Parece-me simbólico começar pelo protótipo do “homo economicus“. Ver: Robinson Crusoe.

O Mercador de Veneza, autoria de William Shakespeare, trata-se de uma das obras mais polêmicas do célebre dramaturgo inglês. Escrito no findar dos anos 1500, época em que os judeus estiveram ausentes da Inglaterra (foram expulsos em 1290, e só seriam novamente aceitos em 1655), capta as chocantes caricaturasfeitas pelos ingleses. Em O Mercador de Veneza, o personagem que mais chama a atenção não é o mocinho, e sim o vilão, criado para dar tom cômico à peça. Trata-se do agiota e judeu, daí a polêmica, Shylock, retratado como indivíduo desprezível. A vítima, o cristão Antônio, cidadão bem sucedido de Veneza, faz contrato atípico com o agiota, penhorando 453 gramas de sua própria carne. Agora, o vilão faz questão de tal medonha extração, o que levaria Antônio a morte. O que se observa é a velha e infeliz máxima anti-semita: “o judeu do mal quer sangue do bom cristão?”.

Durante anos, tal peça foi encenada, sempre ascendendo discussões, ou mesmo pregando o anti-semitismo. Nos territórios nazistas, por exemplo, essa se tornou a peça mais popular de Shakespeare nos anos 30 e 40. Após a Segunda Guerra Mundial, a história tornou-se constrangedora e passou a ser exibida somente com interpretações mastigadas, tentando expor inclusive as mazelas do preconceito sofrido pelo próprio Shylock.

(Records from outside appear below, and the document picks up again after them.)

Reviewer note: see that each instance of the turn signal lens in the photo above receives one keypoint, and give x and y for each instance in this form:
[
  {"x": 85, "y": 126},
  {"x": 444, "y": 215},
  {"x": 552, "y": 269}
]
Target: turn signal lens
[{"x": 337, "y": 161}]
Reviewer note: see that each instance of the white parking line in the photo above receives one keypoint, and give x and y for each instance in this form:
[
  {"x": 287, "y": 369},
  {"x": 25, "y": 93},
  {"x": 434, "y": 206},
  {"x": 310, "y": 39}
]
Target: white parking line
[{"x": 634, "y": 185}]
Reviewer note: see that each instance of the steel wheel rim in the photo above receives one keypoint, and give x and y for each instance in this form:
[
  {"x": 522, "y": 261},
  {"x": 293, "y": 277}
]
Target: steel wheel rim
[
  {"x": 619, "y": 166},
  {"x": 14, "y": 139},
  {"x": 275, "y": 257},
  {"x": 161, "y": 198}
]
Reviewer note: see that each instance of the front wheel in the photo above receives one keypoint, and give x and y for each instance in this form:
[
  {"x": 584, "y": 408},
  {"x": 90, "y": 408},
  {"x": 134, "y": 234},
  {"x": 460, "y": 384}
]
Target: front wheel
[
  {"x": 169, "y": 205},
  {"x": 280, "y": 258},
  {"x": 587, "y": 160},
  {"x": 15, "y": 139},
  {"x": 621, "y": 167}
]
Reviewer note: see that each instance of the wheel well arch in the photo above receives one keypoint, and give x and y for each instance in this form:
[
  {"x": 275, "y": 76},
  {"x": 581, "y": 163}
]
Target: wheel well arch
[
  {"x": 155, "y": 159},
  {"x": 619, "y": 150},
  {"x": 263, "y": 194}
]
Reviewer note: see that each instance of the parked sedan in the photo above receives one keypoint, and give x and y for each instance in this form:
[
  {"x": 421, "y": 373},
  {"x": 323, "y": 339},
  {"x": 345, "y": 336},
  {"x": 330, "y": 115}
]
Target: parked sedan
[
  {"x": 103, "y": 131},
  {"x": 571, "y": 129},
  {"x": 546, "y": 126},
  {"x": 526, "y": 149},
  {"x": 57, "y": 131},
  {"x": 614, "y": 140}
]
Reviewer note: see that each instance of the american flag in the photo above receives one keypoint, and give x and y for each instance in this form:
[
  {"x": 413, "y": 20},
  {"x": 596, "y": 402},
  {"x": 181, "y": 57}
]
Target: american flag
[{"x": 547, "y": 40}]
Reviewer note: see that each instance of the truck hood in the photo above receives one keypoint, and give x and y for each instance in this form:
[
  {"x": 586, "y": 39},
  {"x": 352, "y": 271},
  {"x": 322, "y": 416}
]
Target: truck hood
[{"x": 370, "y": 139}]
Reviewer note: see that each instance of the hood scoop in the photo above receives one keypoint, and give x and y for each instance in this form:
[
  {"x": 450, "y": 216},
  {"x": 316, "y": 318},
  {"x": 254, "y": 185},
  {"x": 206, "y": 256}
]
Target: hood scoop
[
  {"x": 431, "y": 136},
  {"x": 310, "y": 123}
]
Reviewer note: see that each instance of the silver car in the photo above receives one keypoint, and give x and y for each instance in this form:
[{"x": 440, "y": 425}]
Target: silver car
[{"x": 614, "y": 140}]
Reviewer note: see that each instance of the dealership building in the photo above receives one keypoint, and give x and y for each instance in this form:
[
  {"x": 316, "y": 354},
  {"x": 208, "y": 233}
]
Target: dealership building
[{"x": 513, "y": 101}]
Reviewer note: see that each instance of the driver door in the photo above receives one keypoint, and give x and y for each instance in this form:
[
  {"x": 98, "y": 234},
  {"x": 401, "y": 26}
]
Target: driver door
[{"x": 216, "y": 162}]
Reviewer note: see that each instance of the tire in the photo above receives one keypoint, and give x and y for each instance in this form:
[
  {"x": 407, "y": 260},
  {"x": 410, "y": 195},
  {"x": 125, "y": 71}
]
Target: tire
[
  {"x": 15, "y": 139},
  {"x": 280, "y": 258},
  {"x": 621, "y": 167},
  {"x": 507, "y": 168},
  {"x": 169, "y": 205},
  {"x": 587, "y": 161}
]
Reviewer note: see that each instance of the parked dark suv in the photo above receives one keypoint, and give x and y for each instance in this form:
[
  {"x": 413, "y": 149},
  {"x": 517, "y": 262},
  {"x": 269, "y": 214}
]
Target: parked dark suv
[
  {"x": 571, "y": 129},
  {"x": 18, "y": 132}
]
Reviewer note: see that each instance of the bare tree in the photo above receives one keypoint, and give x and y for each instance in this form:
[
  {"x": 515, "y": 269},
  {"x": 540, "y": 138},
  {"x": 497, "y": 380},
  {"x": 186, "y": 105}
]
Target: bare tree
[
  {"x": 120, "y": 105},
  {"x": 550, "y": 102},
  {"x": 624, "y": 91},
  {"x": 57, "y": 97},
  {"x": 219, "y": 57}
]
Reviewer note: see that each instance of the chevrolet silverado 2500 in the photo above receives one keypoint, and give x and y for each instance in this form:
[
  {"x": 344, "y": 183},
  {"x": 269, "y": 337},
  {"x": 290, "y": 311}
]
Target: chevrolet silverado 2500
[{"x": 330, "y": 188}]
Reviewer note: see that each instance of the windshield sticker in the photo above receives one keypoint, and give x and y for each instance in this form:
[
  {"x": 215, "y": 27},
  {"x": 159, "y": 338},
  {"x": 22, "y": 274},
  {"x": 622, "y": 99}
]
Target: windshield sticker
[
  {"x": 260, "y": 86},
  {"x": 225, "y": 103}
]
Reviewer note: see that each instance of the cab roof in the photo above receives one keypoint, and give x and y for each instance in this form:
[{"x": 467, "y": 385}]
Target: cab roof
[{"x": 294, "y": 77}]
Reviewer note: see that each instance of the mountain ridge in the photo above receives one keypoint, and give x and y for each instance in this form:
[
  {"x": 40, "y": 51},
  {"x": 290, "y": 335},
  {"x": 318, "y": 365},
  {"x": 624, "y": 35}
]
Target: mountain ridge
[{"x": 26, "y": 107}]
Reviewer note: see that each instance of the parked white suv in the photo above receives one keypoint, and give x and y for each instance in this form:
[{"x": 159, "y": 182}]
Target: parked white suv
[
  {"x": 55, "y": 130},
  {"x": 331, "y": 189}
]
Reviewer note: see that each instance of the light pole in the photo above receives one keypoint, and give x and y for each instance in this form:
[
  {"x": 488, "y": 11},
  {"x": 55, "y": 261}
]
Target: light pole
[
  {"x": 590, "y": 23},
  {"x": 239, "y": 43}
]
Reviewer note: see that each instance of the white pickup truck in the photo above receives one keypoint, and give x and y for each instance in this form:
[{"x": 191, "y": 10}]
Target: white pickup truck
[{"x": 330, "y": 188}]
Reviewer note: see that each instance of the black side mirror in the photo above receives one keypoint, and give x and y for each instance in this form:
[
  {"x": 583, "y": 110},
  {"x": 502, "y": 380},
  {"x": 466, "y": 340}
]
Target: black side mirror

O autor, em seu original, também busca trabalhar com o emocional do vilão, o mostrando como humano em suas características sentimentais. O fato é que o dramaturgo inglês foi certamente influenciado pela onda deletéria aos judeus, presente em sua época. Todavia, é a índole e as convicções ideológicas do leitor ou do expectador de O Mercador de Veneza, que vai relativizar ou aceitar a pilhagem anti-semita integralmente.

Tempos Modernos de Charles Chaplin é clássico inesquecível para ilustrar a linha de produção industrial taylorista:

Loucura Americana de Frank Capra, filmado na época (1931) da Grande Depressão, é ilustração da corrida bancária; existe DVD em português:

Para ilustrar a Teoria dos Jogos, a cinebiografia de John Nash, Uma Mente Brilhante, ganhadora de Oscar é estimulante.

Ilustração do Dilema dos Prisioneiros: Competição ou Cooperação?

Ilustração da Mitificação da Moeda, símbolo do poder de compra, pode ser visto em Os Falsários, Oscar de Melhor Filme Estrangeiro de 2008. É a verdadeira história de Salomon Sorowitsch, falsário e boêmio, que após ter sido preso e levado ao Campo de Concentração Nazista, em 1944, ele concorda em ajudar os alemães na Operação Bernhard, a maior falsificação de moedas conversíveis de todos os tempos, para financiar os esforços de Guerra.

Ilustração da Teoria da Aleatoriedade mais brilhante em termos cinematográficos está em O Curioso Caso de Benjamim Button. Ver: O Andar do Bêbado: como o acaso determina nossa vida.

Ilustração da Prática de Especulação mais recente no cinema é Wall Street: O Dinheiro Nunca Dorme, continuação de Wall Street de Oliver Stone.